A diverse group gathered at the Visalia Friends Meeting Hall for a training on what to do if you are in a situation where someone is being harassed because of the color of their skin, their sexual orientation or religious beliefs. Hina Fatima, with the Council on American-Islamic Relations (CAIR), led the discussion.
There are several steps to take when confronted with a situation like this. Fatima said that “safety, support and solidarity” are the fundamental guidelines to follow.
“De-escalation is the safest way of responding,” she said. “Be aware of how your intervention will affect the safety of the person involved in the situation.”
Evaluate the situation, make sure you have an exit plan and avoid becoming an additional target of the hate crime. Do not engage with the abuser, but rather ask the targeted person if they want your help. “Ask how you can best help them and ask before you touch them,” Fatima said.
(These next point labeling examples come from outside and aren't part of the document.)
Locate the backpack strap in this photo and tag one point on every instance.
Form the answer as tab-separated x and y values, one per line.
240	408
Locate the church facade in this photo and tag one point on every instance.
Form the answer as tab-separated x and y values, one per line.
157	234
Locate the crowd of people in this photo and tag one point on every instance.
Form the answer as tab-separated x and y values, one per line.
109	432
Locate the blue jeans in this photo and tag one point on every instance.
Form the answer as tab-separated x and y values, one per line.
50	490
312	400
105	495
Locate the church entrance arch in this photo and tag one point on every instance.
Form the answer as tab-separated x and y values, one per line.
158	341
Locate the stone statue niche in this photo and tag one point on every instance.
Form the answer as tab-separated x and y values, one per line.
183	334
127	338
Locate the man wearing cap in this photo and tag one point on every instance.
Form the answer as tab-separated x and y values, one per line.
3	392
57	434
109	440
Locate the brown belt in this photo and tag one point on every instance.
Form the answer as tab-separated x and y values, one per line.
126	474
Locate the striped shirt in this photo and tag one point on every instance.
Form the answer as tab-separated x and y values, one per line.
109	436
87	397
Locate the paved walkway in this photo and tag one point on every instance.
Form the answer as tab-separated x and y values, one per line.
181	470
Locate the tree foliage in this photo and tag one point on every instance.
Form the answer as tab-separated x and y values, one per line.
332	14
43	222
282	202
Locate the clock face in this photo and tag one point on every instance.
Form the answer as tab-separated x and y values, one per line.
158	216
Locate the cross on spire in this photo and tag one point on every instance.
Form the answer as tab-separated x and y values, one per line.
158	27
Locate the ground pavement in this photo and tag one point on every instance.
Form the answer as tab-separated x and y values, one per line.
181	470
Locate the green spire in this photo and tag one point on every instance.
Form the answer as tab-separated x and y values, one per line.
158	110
The next step is to interact with the targeted person and take the attention away from the abuser. Fatima said when she was first introduced to this training her instinct was to jump in and confront the abuser, but she now understands why de-escalation is a better option. According to Fatima, you are not there as a savior but in solidarity with the targeted person.
This event was organized by the Central Valley Partnership, the San Joaquin Valley Media Alliance and the Community Alliance newspaper in coordination with several community groups.
The next in a series of Stop the Hate events will be at the Fresno Center (4879 E. Kings Canyon Rd.) on Jan. 24, 2024. There will be more details about this event in the January issue of the Community Alliance newspaper.
This event was made possible by a grant from the California State Library under the statewide Stop the Hate initiative.